What is the role fo antibiotics in infected venous access?

  • Treat extensive infection of the AV Graft with parenteral antibiotics and graft excision.
  • Treat infections of the primary AV fistulas as subacute endocarditis with 6 weeks antibiotics.
  • Treat Central venous catheters related bacteria with systemic antibiotics and catheter exchange over a guide wire.
  • Treat central tunnel infection without bacteremia with systemic antibiotics appropriate local measures. Remove catheter if it fails to resolve in 2 weeks of therapy
  • Central venous catheters are associated with a significantly higher risk of bacteremia compared to AV Fistulas. With AV Grafts the risk is moderate. The grafts must be removed under systemic antibiotic cover.
  • If there is bacteria in any of these venous accesses start with broad-spectrum antibiotics like cefazolin along with gentamycin after the drawing of blood cultures. If the patient is allergic to cefazolin then substitute vancomycin.
  • The sensitive antibiotics are given for 2-4 weeks
  • Central venous catheters should be removed rather than exchanged over a guidewire if the patient is unstable or symptomatic for over 36 hours.
  • The new catheter should not be placed until the blood culture taken 48 hours after the cessation of antibiotics has been negative.
  • If the catheter exit site shows redness, crusting or exudate but no systemic symptoms and negative blood cultures just care for the local site and perhaps oral antibiotics. The catheter need not be removed.
  • If infection fails to come under control within 2 weeks despite therapy replace the catheter and place another one at a different site.

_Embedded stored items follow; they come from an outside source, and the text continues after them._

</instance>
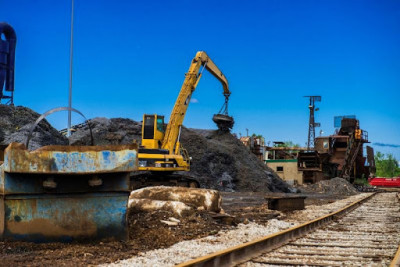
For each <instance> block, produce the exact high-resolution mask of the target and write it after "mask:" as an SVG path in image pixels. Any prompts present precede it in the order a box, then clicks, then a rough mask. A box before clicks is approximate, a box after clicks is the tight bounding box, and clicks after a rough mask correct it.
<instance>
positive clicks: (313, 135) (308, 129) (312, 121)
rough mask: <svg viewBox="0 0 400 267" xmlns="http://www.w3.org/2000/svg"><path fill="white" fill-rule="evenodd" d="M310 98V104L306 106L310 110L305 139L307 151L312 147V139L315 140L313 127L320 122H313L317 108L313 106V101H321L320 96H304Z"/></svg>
mask: <svg viewBox="0 0 400 267" xmlns="http://www.w3.org/2000/svg"><path fill="white" fill-rule="evenodd" d="M305 97H308V98H309V99H310V104H309V105H308V108H309V110H310V118H309V121H308V140H307V151H311V150H313V149H314V141H315V127H320V126H321V124H320V123H319V122H315V117H314V112H315V111H318V110H319V108H315V102H321V96H315V95H314V96H305Z"/></svg>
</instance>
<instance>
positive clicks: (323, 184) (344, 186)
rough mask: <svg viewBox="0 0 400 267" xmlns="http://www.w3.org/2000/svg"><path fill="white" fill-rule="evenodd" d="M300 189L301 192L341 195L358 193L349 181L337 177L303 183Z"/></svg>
mask: <svg viewBox="0 0 400 267" xmlns="http://www.w3.org/2000/svg"><path fill="white" fill-rule="evenodd" d="M300 190H301V192H302V193H325V194H331V195H343V196H351V195H356V194H358V193H359V192H358V190H357V189H356V188H355V187H354V186H353V185H352V184H351V183H349V182H348V181H347V180H345V179H343V178H339V177H336V178H333V179H330V180H323V181H319V182H318V183H315V184H307V185H303V187H302V188H300Z"/></svg>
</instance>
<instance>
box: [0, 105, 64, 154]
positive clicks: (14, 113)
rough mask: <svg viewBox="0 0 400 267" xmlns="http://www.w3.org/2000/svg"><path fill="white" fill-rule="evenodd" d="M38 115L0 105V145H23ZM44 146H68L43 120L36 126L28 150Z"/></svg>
mask: <svg viewBox="0 0 400 267" xmlns="http://www.w3.org/2000/svg"><path fill="white" fill-rule="evenodd" d="M39 117H40V114H38V113H36V112H35V111H33V110H31V109H29V108H26V107H22V106H17V107H15V106H9V105H0V145H8V144H10V143H12V142H18V143H23V144H25V143H26V141H27V138H28V135H29V131H30V129H31V126H32V125H33V123H34V122H35V121H36V119H37V118H39ZM46 145H68V139H67V138H66V137H65V136H63V135H62V134H60V133H59V132H58V131H57V130H56V129H54V128H53V127H52V126H51V125H50V124H49V123H48V122H47V121H46V120H45V119H44V120H42V121H41V122H40V123H39V125H38V126H36V128H35V130H34V132H33V134H32V138H31V140H30V143H29V148H28V149H29V150H35V149H38V148H40V147H42V146H46Z"/></svg>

What is the quality of care standards in venous access?

  • 60% of the venous access would be AV fistulas
  • A rate of Graft thrombosis should be less than 0.5 thrombotic episodes per patient-year at risk.
  • After the first 2 months, the rate of thrombosis should be < 0.25 episodes per patient-year at risk.
  • The rate of infection should be below 0.01 episode per patient-year at risk for primary AV Fistulas and 0.1 episodes per patient-year at risk for AV Grafts.
  • For tunneled cuffed grafts the target rate of systemic infection is < 0.5 episodes per patient-year at risk.
  • The primary failure rates for AV Grafts in the forearm straight grafts should be < 15%, < 10% in forearm loop grafts and < 5% in the upper arm grafts.
  • The cumulative patency rates for all AV Grafts should be > 70% at one year, > 60% at 2 years and > 50% at 3 years.